Artinya pembauran terhadap budaya setempat pada konteks akumulasi konsep dan Infiltrasi pada budaya Masyarakat. Lebih baik penerimaannya ketimbang memaksakan konsep secara memaksa. Tanpa kekerasan.
Jikalau masih dipaksakan maka pergesek-kan yang tidak diinginkan berakhir pada polemik ya konflik. Terutama pada masyarakat yang memilki tradisi yang telah bersahaja. Telah kokoh sejak lama.
Membangun diri tanpa harus merombak total sistem adat istiadat yang ada, dan menerima kenyataan tersebut sebagai suatu proses sejarah yang harus dan mesti terjadi.
Bahkan Islam memanfaatkan keberagaman itu untuk meningkatkan perikehidupan, mematuhi misi ajaran Islam untuk berusaha menciptakan kesejahteraan hidup di dunia dan menyongsong pencapaian keselamatan kehidupan di akhirat.
Bukti-bukti sejarah pengembangan Islam di Rejang, menunjukkan bahwa keberagaman kebudayaan dan perikehidupan masyarakat Islam di Rejang mempunyai hubungan timbal balik. Antara kultur leluhur dan Islam
Selain menjadi kenyataan sejarah yang harus diterima, keberagaman ini juga sekaligus menunjukkan bahwa tingkat fleksibelitas dari ajaran Islam dan para penyiar agama itu sendiri.

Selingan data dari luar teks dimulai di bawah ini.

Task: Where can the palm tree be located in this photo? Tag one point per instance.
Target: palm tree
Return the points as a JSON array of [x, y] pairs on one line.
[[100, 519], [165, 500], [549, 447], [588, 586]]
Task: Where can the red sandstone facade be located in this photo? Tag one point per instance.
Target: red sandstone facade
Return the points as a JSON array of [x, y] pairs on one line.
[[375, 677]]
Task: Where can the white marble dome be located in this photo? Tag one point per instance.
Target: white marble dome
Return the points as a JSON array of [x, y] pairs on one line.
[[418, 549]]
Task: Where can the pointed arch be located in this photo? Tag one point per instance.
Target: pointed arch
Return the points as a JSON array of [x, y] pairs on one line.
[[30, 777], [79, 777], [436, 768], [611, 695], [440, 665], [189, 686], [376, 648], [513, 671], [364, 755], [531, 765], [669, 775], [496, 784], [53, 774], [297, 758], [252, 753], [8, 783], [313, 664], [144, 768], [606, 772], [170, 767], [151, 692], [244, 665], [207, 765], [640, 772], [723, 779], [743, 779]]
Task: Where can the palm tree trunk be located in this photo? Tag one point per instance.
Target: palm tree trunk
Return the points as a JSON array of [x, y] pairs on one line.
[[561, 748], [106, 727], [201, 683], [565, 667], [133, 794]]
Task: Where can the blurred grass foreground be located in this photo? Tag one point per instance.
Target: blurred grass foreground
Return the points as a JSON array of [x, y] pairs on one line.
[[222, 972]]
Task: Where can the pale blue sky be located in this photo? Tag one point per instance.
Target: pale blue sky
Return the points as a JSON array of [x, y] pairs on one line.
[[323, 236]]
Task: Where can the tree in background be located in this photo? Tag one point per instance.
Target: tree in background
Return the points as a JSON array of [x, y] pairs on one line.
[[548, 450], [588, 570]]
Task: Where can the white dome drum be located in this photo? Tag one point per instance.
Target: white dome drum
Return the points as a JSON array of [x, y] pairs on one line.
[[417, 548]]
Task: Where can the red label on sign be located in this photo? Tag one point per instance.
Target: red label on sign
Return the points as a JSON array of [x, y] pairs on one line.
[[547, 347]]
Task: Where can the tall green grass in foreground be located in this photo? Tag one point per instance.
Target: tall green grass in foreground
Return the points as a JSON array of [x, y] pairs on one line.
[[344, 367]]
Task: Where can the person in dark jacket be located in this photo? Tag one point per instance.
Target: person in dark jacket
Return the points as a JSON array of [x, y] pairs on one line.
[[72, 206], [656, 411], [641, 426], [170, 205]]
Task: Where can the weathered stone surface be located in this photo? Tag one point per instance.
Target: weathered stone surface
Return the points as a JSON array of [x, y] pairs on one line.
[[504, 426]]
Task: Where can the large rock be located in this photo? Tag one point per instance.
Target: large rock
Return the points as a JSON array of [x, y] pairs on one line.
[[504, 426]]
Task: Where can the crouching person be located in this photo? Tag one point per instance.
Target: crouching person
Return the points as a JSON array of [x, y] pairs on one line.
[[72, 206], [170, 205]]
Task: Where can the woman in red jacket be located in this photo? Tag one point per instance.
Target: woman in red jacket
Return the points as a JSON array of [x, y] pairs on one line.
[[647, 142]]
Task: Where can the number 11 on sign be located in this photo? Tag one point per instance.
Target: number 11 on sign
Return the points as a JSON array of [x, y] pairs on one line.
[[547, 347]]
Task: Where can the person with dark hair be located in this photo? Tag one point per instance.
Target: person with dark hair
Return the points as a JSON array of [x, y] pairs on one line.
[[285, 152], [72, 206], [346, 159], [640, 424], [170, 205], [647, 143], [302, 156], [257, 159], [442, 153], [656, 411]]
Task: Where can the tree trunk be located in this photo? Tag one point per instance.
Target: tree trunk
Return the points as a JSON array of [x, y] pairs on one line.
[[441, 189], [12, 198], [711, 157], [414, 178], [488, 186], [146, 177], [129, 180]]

Kembali kesubjudul diatas kepercayaan Animisme nenek moyang Orang Rejang Sebelum Islam.Â
Misalnya ketika ritual adat, tradisi Kampung yang masih berlaku seperti Empuk Sadie (Cuci Kampung), Blangea Agung (penyucian diri), dan Tamabes Sadie (pengembalian desa seperti sedia kala).
Kegiatan-kegiatan ritual ini baik seperti Sedekeak Bumei (Sedekah Bumi) Atau Tepung Stawe'a (Tepung Setawar) telah menjadi adat-istiadat suku Rejang yang bernuansa Islam.
Sehingga hubungan antara agama dan budaya menjadi sulit untuk dipisahkan. Hubungan adat yang sejalan dengan syariat dianggap telah mewakili cara pandang Islam tradisional.